We’ll close out this section by reviewing these results and thinking critically about what conditions we actually need to derive Eq. (1). In fact, the only condition we really needed was the fact that \(\phi(x)/x\) is a non-decreasing function. We did not actually need to assume that \(\phi(x)\) was convex (indeed, Eq. (3) is a much more restrictive condition than Eq. (4)), and we definitely did not need to assume that \(f(x)\) itself was log-concave. The log-concave condition was merely a convenient tool for deriving the condition in Eq. (4) (and log-concave distributions are a well-known subject area in statistics, so they make sense as a starting point for a result like this).
What this means is that our results in Eqs. (1) and (2) will actually hold for any probability distribution whose tail probability function, when written in the form \(\overline{F}(x) = e^{-\phi(x)}\), has the property that \(\phi(x)/x\) is a non-decreasing function. It would be interesting to find some specific examples of such distributions where \(f(x)\) is not log-concave, but we don’t currently know of any examples where the random variable can also take any value from \(0\) to \(\infty\).
Footnotes
- For a very interesting discussion of rare events that are also highly consequential, I strongly recommend the book The Black Swan: The Impact of the Highly Improbable by Nassim Nicholas Taleb.

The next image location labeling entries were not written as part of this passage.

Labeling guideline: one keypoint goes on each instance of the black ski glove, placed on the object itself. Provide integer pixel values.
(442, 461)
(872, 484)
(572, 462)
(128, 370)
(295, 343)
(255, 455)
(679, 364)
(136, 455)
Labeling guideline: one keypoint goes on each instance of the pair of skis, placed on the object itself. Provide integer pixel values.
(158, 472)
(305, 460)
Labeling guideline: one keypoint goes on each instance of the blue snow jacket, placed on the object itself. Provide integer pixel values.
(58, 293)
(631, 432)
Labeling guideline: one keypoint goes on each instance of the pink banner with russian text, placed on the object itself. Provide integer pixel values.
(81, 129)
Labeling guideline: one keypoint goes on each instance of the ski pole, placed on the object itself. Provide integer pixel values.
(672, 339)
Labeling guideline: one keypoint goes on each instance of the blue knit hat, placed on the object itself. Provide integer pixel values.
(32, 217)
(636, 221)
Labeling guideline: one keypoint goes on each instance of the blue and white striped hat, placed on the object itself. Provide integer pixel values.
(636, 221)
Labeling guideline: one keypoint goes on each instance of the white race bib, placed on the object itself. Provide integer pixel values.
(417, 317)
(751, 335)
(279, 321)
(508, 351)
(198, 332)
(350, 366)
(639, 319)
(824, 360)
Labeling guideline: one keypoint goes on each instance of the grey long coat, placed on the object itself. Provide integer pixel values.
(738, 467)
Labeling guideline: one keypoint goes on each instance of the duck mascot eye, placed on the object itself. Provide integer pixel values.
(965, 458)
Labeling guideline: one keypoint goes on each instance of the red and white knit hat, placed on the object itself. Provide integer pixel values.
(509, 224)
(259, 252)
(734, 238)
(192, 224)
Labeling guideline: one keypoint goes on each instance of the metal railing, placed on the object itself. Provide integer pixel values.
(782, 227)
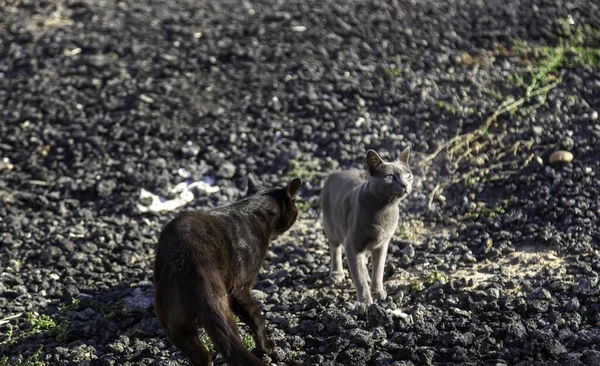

- An excellent reference on these distributions can be found here: https://escholarship.org/uc/item/62c3d5c4.
- Recall that \(\overline{F}(x) = P(X \geq x)\) is just the probability that the random variable \(X\) is larger than \(x\).
- This property appears in Theorem 3 of the reference that we mentioned in the first footnote.